La parola Molise esiste

Nello stillicidio caotico e grottesco del dopo voto, dove tutti cercano una quadra che non si capisce quanto in realtà vogliano veramente trovare, la politica ha anche scoperto l’esistenza del Molise.
Questa regione dimenticata, ignorata, se non addirittura derisa dai più, si è improvvisamente trovata al centro della scena, quasi come un Ohio de noaltri, come se queste isolate elezioni regionali potessero di colpo sciogliere ogni nodo e risolvere in ventiquattro ore l’ingorgo istituzionale in cui il paese è precipitato da due mesi.
Stando ai risultati (lo spoglio è ancora in corso, ma i dati paiono molto netti), i Cinquestelle non sfondano (alle politiche avevano ottenuto un rotondo 40%), addirittura arretrano, attestandosi intorno al 36,5%. Il centrodestra è avanti di otto punti, ma al suo interno la Lega non sopravanza Forza Italia, che si mantiene saldamente, almeno da queste parti, primo partito della coalizione.
In definitiva queste piccole elezioni diventate di colpo gigantesche, non fanno altro che confermare i dati nazionali del 4 marzo: centrodestra prima coalizione, Cinquestelle primo partito, sinistra non pervenuta e né Salvini né Di Maio fanno quello scatto desiderato da spendere nella partita nazionale.

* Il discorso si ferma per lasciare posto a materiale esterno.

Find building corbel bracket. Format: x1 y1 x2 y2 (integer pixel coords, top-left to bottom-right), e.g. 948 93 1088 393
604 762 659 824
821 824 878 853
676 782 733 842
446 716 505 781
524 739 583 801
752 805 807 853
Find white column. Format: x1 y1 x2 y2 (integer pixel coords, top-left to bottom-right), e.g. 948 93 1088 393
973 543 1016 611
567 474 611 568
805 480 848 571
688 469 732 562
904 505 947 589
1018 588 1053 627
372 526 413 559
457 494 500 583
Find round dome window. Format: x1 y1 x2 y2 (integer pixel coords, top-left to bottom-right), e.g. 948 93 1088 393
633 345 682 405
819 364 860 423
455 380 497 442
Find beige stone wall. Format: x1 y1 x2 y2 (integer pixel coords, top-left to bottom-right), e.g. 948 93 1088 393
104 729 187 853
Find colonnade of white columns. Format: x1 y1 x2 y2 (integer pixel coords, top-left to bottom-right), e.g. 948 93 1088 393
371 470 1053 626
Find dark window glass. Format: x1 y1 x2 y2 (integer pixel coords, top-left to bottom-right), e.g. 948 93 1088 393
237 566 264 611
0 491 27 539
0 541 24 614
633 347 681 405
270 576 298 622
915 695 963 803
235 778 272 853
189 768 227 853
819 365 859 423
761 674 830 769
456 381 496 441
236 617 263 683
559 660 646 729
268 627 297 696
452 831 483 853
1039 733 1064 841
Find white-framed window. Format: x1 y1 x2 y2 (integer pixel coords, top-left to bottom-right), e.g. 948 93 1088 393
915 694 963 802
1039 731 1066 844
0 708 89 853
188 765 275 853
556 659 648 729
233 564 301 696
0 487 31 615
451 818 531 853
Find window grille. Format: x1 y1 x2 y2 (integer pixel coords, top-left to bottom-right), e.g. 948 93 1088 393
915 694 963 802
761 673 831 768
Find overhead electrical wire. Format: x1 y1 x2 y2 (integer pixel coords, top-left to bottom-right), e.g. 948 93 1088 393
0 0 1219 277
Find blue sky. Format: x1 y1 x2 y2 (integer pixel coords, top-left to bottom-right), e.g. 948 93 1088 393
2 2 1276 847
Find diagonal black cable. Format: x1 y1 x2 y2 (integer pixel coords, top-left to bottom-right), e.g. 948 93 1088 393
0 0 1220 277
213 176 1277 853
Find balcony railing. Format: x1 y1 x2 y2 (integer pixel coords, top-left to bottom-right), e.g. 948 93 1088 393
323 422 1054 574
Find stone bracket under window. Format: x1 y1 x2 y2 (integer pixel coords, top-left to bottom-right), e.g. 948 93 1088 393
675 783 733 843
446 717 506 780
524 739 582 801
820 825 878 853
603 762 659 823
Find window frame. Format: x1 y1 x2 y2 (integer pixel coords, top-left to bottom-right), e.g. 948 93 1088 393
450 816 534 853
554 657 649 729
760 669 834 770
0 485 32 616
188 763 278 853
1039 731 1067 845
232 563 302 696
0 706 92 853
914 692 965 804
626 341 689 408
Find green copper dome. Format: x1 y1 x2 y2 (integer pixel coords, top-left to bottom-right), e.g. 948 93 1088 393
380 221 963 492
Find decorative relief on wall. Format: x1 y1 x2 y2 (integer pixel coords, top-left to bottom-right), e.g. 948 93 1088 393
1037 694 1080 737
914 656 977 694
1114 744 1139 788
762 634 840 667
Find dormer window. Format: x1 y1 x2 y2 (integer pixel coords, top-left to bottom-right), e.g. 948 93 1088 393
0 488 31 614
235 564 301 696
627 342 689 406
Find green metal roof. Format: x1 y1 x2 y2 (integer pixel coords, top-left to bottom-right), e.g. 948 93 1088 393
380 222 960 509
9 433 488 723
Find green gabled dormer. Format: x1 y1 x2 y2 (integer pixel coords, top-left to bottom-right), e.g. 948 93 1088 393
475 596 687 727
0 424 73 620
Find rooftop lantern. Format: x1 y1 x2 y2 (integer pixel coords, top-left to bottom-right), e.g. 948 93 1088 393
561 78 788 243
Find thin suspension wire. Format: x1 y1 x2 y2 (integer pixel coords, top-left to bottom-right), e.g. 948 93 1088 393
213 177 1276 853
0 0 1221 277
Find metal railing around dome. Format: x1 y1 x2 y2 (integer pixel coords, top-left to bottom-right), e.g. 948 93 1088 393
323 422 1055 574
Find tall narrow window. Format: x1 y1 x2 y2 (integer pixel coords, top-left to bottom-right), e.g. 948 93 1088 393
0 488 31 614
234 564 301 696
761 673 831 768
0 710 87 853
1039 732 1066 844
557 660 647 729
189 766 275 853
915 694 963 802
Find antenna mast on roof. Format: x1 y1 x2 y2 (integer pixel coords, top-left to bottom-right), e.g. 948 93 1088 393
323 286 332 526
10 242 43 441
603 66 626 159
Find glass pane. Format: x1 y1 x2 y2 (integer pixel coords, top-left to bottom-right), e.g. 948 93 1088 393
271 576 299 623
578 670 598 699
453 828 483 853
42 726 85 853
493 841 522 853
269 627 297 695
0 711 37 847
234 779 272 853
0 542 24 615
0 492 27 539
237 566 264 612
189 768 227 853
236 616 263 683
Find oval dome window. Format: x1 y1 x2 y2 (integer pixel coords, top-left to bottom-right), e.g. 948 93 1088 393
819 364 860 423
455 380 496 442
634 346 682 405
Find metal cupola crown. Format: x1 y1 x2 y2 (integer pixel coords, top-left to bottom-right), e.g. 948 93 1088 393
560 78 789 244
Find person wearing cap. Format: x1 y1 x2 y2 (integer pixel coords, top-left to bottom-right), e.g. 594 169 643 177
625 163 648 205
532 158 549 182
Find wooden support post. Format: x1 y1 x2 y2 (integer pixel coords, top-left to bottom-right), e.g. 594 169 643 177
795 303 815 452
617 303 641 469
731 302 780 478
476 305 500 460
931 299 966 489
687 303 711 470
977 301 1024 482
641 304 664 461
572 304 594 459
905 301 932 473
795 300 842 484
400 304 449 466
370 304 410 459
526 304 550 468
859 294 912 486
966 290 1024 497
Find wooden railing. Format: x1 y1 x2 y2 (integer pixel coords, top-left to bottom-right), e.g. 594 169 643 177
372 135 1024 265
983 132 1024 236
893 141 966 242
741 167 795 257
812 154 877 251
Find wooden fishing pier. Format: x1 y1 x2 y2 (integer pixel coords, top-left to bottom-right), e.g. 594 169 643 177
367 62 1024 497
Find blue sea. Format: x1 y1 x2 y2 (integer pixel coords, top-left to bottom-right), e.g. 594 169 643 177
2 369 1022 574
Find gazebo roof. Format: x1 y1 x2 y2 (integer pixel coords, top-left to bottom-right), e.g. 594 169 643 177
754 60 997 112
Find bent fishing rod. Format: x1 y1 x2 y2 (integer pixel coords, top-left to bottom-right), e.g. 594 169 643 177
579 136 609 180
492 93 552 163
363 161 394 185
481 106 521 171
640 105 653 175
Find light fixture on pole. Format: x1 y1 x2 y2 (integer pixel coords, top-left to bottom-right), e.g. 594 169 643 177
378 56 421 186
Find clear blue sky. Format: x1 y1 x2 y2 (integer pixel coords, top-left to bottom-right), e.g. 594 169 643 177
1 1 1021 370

Ma – mi chiedo – anche a fronte di risultati totalmente diversi, cosa sarebbe dovuto cambiare? Mi spiego meglio: come è possibile tradurre i risultati di un’elezione regionale (con un’affluenza inferiore del 25% rispetto al 4 marzo, un voto legato al territorio dove, come spesso accade, i Cinquestelle sono ovviamente più penalizzati) in termini nazionali?
La verità è che questa folle e compulsiva smania di Molise svela come la classe politica italiana, nel suo complesso, sia a suo agio e sappia lavorare soltanto in una campagna elettorale perpetua, incessante. Alla resa dei conti, all’atto del concreto e al momento di governare, tutto si sgonfia in una evidente e avvilente mediocrità.
Intanto oggi, se lo schema tracciato dai quirinalisti più accreditati corrisponde al vero, dovrebbe essere il giorno di Fico.
Toccherà al presidente della camera il secondo mandato esplorativo, dopo il fallimento della Casellati. A differenza della presidente del senato, Fico avrà un raggio d’azione a tutto campo, ovvero potrebbe – e lo farà – chiamare in causa anche il PD. Un mandato ben più imprevedibile del primo, che potrebbe tanto essere la premessa della chiusura di una trattativa (in realtà mai iniziata) tra Movimento e PD e di un incarico politico a Di Maio (che a quel punto tratterebbe direttamente con Salvini), quanto l’avvio di una faticosa trattativa per formare (dal nulla) uno strano asse grillini-piddini. Oppure la certificazione definitiva dell’impossibilità di trovare soluzioni e il via libera al “governo del Presidente”.
L’unica certezza è che un esecutivo no, non è proprio dietro l’angolo.